General Feel If you had to describe the Platinum with just one word it would be “consistent”. This may not sound like a sexy description of a ski, but in a world where many high end skis are twitchy and quirky, consistency is a good thing. In many ways, the Platinum is a throwback to classic designs that are less finicky and more dependable.
If speed is a measure of A) how much physical effort is required to run passes or B) how easily the ski gets wide at the ball, in both measures the Platinum is faster than most.
Off Side The Off Side on this ski is simply bulletproof. You almost can’t screw it up. The front of the ski pulls to the inside more than the tail slides around. The stability of the ski makes it easy to be in the right position, and even if you are not, the ski will snap off a sharp turn anyway. Because the tail of the ski rides deep, it is almost impossible to blow the tail. The turns themselves are decisive and fast.
On Side With the settings used for most of this review (29 1/8 - 2.465 - 6.890 - .779 - 9), the Platinum requires more front foot pressure than most high end skis to make on side turns as consistent and crisp as the Off Side turns. By focusing on a few key technical points, I was able to make the ski turn as well on the on side as the off side. If I am skiing at my technical best, these settings are preferred.
At the end of the review period Terry Winter suggested shallower and longer settings (29 1/8 - 6.950 - 2.450 - .79 ). These settings alleviated the need for extra front foot pressure and made the on side turns much less technically demanding.
Ball to the wakes Leaving the ball, the ski goes where you point it and errors at the ball are easily compensated for. It holds more than enough angle and speed into the wakes. One of the keys on this ski is to not be overly aggressive into the wakes. Wakes to the ball
The Platinum flows out wide and draws an early path in front of the ball. The ski carries much of its speed out to the ball line making width somewhat automatic.

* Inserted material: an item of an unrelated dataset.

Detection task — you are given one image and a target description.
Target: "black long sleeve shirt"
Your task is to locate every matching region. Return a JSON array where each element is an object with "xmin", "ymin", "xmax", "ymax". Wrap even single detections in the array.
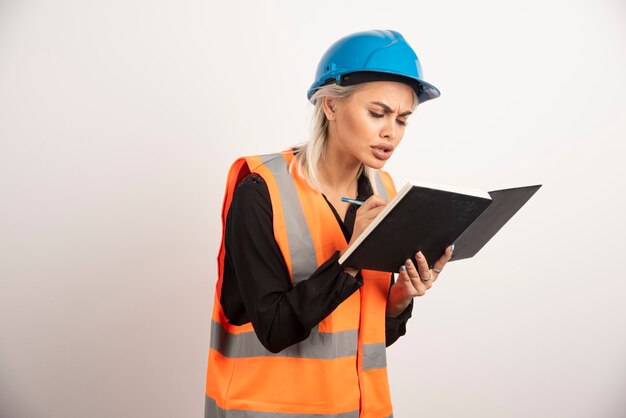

Quirks One of the unexpected attributes of the ski for me was more consistent and more forgiving gates. The hardest part of the whole ski testing process is adjusting for the gate on each different ski. The gate on the Platinum basically just worked from the first ride.
At 180 pounds, I prefer the 66” version of the ski. I suggest that skiers consider sizing down on the Platinum.
Conclusion The appeal of this ski is high performance without overly technical or finicky requirements.
How consistent was I on this ski? The weekend of the NorCal MasterCraft BallOfSpray Cash Prize I took two practice rides and two Class L tournament rides. The first practice ride was all back to back 32s and 35s. The second practice ride I ran my 7th 38 of the year. The first tournament round I ran 4 @ 38. In the second tournament round, I ran 2 @ 39 to equal my best of the year. Over four rides, this is about as good as I can ski.
*This string of consecutive 39s ended in a head to head format where Terry did not need to run the pass to move on.